Given a string licensePlate and an array of strings words, find the shortest completing word in words.
A completing word is a word that contains all the letters in licensePlate. Ignore numbers and spaces in licensePlate, and treat letters as case insensitive. If a letter appears more than once in licensePlate, then it must appear in the word the same number of times or more.
For example, if licensePlate = "aBc 12c", then it contains letters 'a', 'b' (ignoring case), and 'c' twice. Possible completing words are "abccdef", "caaacab", and "cbca".
Return the shortest completing word in words. It is guaranteed an answer exists. If there are multiple shortest completing words, return the first one that occurs in words.
Example 1:
Input: licensePlate = "1s3 PSt", words = ["step","steps","stripe","stepple"]
Output: "steps"
Explanation:
licensePlate contains letters 's', 'p', 's' (ignoring case), and 't'.
"step" contains 't' and 'p', but only contains 1 's'.
"steps" contains 't', 'p', and both 's' characters.
"stripe" is missing an 's'.
"stepple" is missing an 's'.
Since "steps" is the only word containing all the letters, that is the answer.
Example 2:
Input: licensePlate = "1s3 456", words = ["looks","pest","stew","show"]
Output: "pest"
Explanation:
licensePlate only contains the letter 's'.

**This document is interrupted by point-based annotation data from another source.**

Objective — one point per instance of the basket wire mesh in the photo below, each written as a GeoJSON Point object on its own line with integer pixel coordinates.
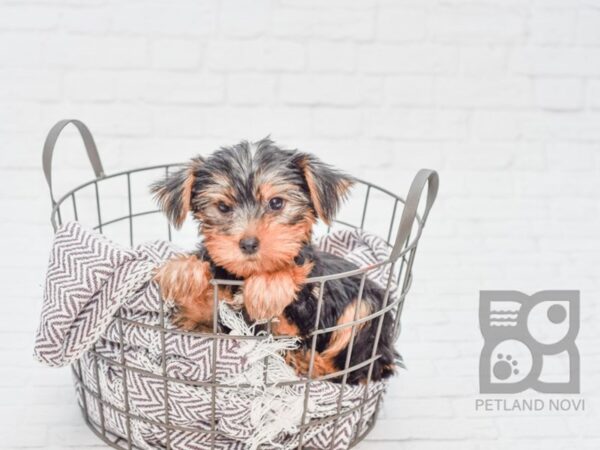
{"type": "Point", "coordinates": [402, 245]}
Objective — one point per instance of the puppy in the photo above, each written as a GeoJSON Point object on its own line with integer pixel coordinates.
{"type": "Point", "coordinates": [256, 205]}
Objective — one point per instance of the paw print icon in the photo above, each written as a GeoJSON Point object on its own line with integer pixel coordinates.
{"type": "Point", "coordinates": [529, 342]}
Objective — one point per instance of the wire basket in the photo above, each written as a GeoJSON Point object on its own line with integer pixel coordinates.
{"type": "Point", "coordinates": [119, 205]}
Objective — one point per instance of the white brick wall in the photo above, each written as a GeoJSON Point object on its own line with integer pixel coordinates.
{"type": "Point", "coordinates": [502, 97]}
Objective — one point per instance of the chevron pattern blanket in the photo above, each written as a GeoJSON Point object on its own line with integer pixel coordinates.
{"type": "Point", "coordinates": [91, 280]}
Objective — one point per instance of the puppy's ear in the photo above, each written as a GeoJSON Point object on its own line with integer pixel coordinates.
{"type": "Point", "coordinates": [327, 186]}
{"type": "Point", "coordinates": [174, 192]}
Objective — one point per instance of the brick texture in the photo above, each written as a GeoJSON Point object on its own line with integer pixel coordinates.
{"type": "Point", "coordinates": [501, 96]}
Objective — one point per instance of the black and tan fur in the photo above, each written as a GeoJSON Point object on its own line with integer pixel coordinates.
{"type": "Point", "coordinates": [256, 205]}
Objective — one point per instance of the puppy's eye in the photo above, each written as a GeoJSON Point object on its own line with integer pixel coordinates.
{"type": "Point", "coordinates": [276, 203]}
{"type": "Point", "coordinates": [223, 207]}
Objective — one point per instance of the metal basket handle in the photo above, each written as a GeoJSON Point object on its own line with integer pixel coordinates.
{"type": "Point", "coordinates": [88, 142]}
{"type": "Point", "coordinates": [409, 213]}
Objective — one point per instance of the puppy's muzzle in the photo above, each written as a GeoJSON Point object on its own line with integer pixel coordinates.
{"type": "Point", "coordinates": [249, 245]}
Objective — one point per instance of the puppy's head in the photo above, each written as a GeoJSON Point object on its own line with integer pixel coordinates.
{"type": "Point", "coordinates": [256, 203]}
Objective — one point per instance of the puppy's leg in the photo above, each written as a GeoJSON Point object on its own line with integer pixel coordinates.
{"type": "Point", "coordinates": [185, 279]}
{"type": "Point", "coordinates": [266, 295]}
{"type": "Point", "coordinates": [324, 362]}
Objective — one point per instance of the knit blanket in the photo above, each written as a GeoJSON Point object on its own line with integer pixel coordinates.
{"type": "Point", "coordinates": [91, 280]}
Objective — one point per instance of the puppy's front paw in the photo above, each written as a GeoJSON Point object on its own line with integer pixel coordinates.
{"type": "Point", "coordinates": [267, 295]}
{"type": "Point", "coordinates": [183, 279]}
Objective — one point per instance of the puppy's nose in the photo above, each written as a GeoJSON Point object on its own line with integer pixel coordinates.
{"type": "Point", "coordinates": [249, 245]}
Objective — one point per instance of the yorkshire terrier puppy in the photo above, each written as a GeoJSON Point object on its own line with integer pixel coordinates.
{"type": "Point", "coordinates": [256, 205]}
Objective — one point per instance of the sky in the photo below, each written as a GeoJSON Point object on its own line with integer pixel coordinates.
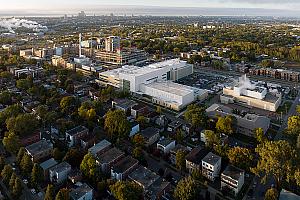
{"type": "Point", "coordinates": [76, 5]}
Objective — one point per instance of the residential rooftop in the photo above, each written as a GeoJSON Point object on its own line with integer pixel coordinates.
{"type": "Point", "coordinates": [61, 167]}
{"type": "Point", "coordinates": [80, 191]}
{"type": "Point", "coordinates": [39, 146]}
{"type": "Point", "coordinates": [124, 164]}
{"type": "Point", "coordinates": [103, 144]}
{"type": "Point", "coordinates": [165, 142]}
{"type": "Point", "coordinates": [143, 176]}
{"type": "Point", "coordinates": [149, 132]}
{"type": "Point", "coordinates": [211, 158]}
{"type": "Point", "coordinates": [196, 155]}
{"type": "Point", "coordinates": [233, 172]}
{"type": "Point", "coordinates": [110, 155]}
{"type": "Point", "coordinates": [77, 129]}
{"type": "Point", "coordinates": [48, 164]}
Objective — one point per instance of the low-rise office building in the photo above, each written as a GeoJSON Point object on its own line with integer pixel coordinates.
{"type": "Point", "coordinates": [251, 94]}
{"type": "Point", "coordinates": [245, 124]}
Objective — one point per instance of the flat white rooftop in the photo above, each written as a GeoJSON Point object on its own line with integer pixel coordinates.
{"type": "Point", "coordinates": [174, 88]}
{"type": "Point", "coordinates": [137, 71]}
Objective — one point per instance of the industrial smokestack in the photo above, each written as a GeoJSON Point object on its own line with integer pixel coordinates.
{"type": "Point", "coordinates": [80, 44]}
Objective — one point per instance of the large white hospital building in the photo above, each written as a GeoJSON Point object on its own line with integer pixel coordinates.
{"type": "Point", "coordinates": [156, 81]}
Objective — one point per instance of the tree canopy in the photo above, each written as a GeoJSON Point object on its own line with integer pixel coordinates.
{"type": "Point", "coordinates": [126, 190]}
{"type": "Point", "coordinates": [187, 189]}
{"type": "Point", "coordinates": [117, 124]}
{"type": "Point", "coordinates": [275, 159]}
{"type": "Point", "coordinates": [196, 115]}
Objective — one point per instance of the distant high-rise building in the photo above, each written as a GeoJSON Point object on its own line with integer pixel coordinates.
{"type": "Point", "coordinates": [112, 44]}
{"type": "Point", "coordinates": [81, 14]}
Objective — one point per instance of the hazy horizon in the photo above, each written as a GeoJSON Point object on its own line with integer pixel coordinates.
{"type": "Point", "coordinates": [155, 11]}
{"type": "Point", "coordinates": [289, 8]}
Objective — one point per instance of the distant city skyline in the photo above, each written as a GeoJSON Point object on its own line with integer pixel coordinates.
{"type": "Point", "coordinates": [222, 7]}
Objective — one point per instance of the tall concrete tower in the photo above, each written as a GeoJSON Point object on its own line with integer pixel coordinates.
{"type": "Point", "coordinates": [80, 39]}
{"type": "Point", "coordinates": [112, 43]}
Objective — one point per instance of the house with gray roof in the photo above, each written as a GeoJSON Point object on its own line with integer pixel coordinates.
{"type": "Point", "coordinates": [39, 150]}
{"type": "Point", "coordinates": [100, 147]}
{"type": "Point", "coordinates": [59, 173]}
{"type": "Point", "coordinates": [211, 166]}
{"type": "Point", "coordinates": [47, 165]}
{"type": "Point", "coordinates": [232, 179]}
{"type": "Point", "coordinates": [83, 192]}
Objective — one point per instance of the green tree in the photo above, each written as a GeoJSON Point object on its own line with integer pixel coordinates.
{"type": "Point", "coordinates": [138, 140]}
{"type": "Point", "coordinates": [275, 159]}
{"type": "Point", "coordinates": [5, 98]}
{"type": "Point", "coordinates": [12, 180]}
{"type": "Point", "coordinates": [50, 193]}
{"type": "Point", "coordinates": [211, 138]}
{"type": "Point", "coordinates": [11, 143]}
{"type": "Point", "coordinates": [195, 115]}
{"type": "Point", "coordinates": [24, 84]}
{"type": "Point", "coordinates": [20, 155]}
{"type": "Point", "coordinates": [68, 104]}
{"type": "Point", "coordinates": [298, 109]}
{"type": "Point", "coordinates": [57, 154]}
{"type": "Point", "coordinates": [2, 162]}
{"type": "Point", "coordinates": [6, 173]}
{"type": "Point", "coordinates": [73, 157]}
{"type": "Point", "coordinates": [271, 194]}
{"type": "Point", "coordinates": [225, 125]}
{"type": "Point", "coordinates": [180, 160]}
{"type": "Point", "coordinates": [23, 124]}
{"type": "Point", "coordinates": [126, 190]}
{"type": "Point", "coordinates": [86, 111]}
{"type": "Point", "coordinates": [63, 194]}
{"type": "Point", "coordinates": [88, 165]}
{"type": "Point", "coordinates": [141, 120]}
{"type": "Point", "coordinates": [26, 165]}
{"type": "Point", "coordinates": [294, 125]}
{"type": "Point", "coordinates": [117, 124]}
{"type": "Point", "coordinates": [10, 111]}
{"type": "Point", "coordinates": [41, 112]}
{"type": "Point", "coordinates": [221, 150]}
{"type": "Point", "coordinates": [17, 189]}
{"type": "Point", "coordinates": [36, 175]}
{"type": "Point", "coordinates": [297, 176]}
{"type": "Point", "coordinates": [240, 157]}
{"type": "Point", "coordinates": [158, 110]}
{"type": "Point", "coordinates": [179, 136]}
{"type": "Point", "coordinates": [260, 135]}
{"type": "Point", "coordinates": [138, 153]}
{"type": "Point", "coordinates": [187, 189]}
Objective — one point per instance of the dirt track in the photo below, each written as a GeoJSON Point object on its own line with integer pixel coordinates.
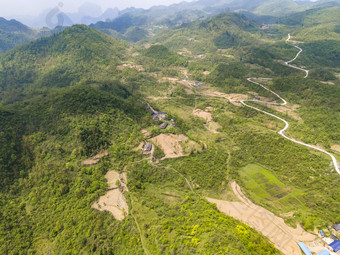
{"type": "Point", "coordinates": [211, 125]}
{"type": "Point", "coordinates": [170, 145]}
{"type": "Point", "coordinates": [114, 201]}
{"type": "Point", "coordinates": [284, 238]}
{"type": "Point", "coordinates": [95, 159]}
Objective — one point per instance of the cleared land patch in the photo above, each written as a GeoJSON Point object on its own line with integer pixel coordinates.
{"type": "Point", "coordinates": [264, 187]}
{"type": "Point", "coordinates": [114, 201]}
{"type": "Point", "coordinates": [284, 238]}
{"type": "Point", "coordinates": [211, 125]}
{"type": "Point", "coordinates": [172, 147]}
{"type": "Point", "coordinates": [95, 159]}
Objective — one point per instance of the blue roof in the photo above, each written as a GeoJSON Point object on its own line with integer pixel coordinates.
{"type": "Point", "coordinates": [304, 248]}
{"type": "Point", "coordinates": [335, 246]}
{"type": "Point", "coordinates": [325, 252]}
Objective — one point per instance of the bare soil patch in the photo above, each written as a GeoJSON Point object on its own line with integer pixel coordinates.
{"type": "Point", "coordinates": [139, 68]}
{"type": "Point", "coordinates": [328, 82]}
{"type": "Point", "coordinates": [336, 148]}
{"type": "Point", "coordinates": [95, 159]}
{"type": "Point", "coordinates": [289, 110]}
{"type": "Point", "coordinates": [171, 145]}
{"type": "Point", "coordinates": [211, 125]}
{"type": "Point", "coordinates": [114, 200]}
{"type": "Point", "coordinates": [232, 98]}
{"type": "Point", "coordinates": [284, 237]}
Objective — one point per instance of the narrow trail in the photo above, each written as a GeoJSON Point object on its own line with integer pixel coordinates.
{"type": "Point", "coordinates": [284, 102]}
{"type": "Point", "coordinates": [297, 55]}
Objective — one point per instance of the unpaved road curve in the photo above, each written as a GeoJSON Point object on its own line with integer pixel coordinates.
{"type": "Point", "coordinates": [282, 132]}
{"type": "Point", "coordinates": [284, 238]}
{"type": "Point", "coordinates": [297, 55]}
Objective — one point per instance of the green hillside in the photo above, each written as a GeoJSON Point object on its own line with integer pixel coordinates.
{"type": "Point", "coordinates": [13, 33]}
{"type": "Point", "coordinates": [62, 101]}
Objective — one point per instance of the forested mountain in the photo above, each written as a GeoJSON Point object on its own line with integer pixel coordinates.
{"type": "Point", "coordinates": [75, 112]}
{"type": "Point", "coordinates": [64, 100]}
{"type": "Point", "coordinates": [185, 12]}
{"type": "Point", "coordinates": [13, 33]}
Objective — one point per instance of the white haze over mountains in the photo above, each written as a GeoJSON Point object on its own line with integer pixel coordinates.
{"type": "Point", "coordinates": [42, 13]}
{"type": "Point", "coordinates": [34, 8]}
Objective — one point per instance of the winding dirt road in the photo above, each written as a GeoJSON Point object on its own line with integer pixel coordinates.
{"type": "Point", "coordinates": [284, 237]}
{"type": "Point", "coordinates": [284, 102]}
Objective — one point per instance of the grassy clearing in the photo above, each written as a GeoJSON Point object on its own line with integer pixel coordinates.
{"type": "Point", "coordinates": [262, 185]}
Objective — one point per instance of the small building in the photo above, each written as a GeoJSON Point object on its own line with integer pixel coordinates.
{"type": "Point", "coordinates": [333, 237]}
{"type": "Point", "coordinates": [147, 147]}
{"type": "Point", "coordinates": [324, 252]}
{"type": "Point", "coordinates": [160, 116]}
{"type": "Point", "coordinates": [163, 125]}
{"type": "Point", "coordinates": [304, 248]}
{"type": "Point", "coordinates": [335, 246]}
{"type": "Point", "coordinates": [336, 227]}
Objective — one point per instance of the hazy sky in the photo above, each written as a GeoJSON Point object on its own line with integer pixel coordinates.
{"type": "Point", "coordinates": [10, 8]}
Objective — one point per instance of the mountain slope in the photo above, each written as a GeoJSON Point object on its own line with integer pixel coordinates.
{"type": "Point", "coordinates": [78, 53]}
{"type": "Point", "coordinates": [13, 33]}
{"type": "Point", "coordinates": [64, 101]}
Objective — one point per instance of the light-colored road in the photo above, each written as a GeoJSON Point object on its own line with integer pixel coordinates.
{"type": "Point", "coordinates": [297, 55]}
{"type": "Point", "coordinates": [284, 102]}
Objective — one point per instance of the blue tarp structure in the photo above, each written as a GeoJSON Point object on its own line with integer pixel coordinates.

All the words contain 's', but among these "pest", "stew", and "show" are shortest. The answer is "pest" because it is the word that appears earliest of the 3.
Constraints:
1 <= licensePlate.length <= 7
licensePlate contains digits, letters (uppercase or lowercase), or space ' '.
1 <= words.length <= 1000
1 <= words[i].length <= 15
words[i] consists of lower case English letters.
AC:
/*
* @lc app=leetcode.cn id=748 lang=cpp
*
* [748] 最短补全词
*/
// @lc code=start
class Solution {
public:
string shortestCompletingWord(string licensePlate, vector<string>& words) {
array<int, 26> cnt{
};
for(char ch : licensePlate)
{
if(isalpha(ch))
{
cnt[tolower(ch) - 'a']++;
}
}
int idx = -1;
for(int i = 0; i < words.size(); i++)
{
array<int, 26> c{
};
for(char ch : words[i])
{
c[ch - 'a']++;
}
bool ok = true;
for(int j = 0; j < 26; j++)
{
if(c[j] < cnt[j])
{
ok = false;
break;
}
}
if(ok && (idx < 0 || words[i].length() < words[idx].length()))
{
idx = i;
}
}
return words[idx];
}
};
// @lc code=end
After reading it for a long time, it exceeded my estimated time, and I still didn't understand the meaning of the title, so I just looked at the official analysis .
Suddenly realized!
Turns out, there are so few steps:
- Count
licensePlatethe number of occurrences of letters (at the same time, usetoslow()the function to convert uppercase letters to lowercase) - Traverse
word, record subscripts, and count the number of occurrences of each word in it - The number of returns is not less than
licensePlatethe number of times and in the case of equality, the first one is preferred.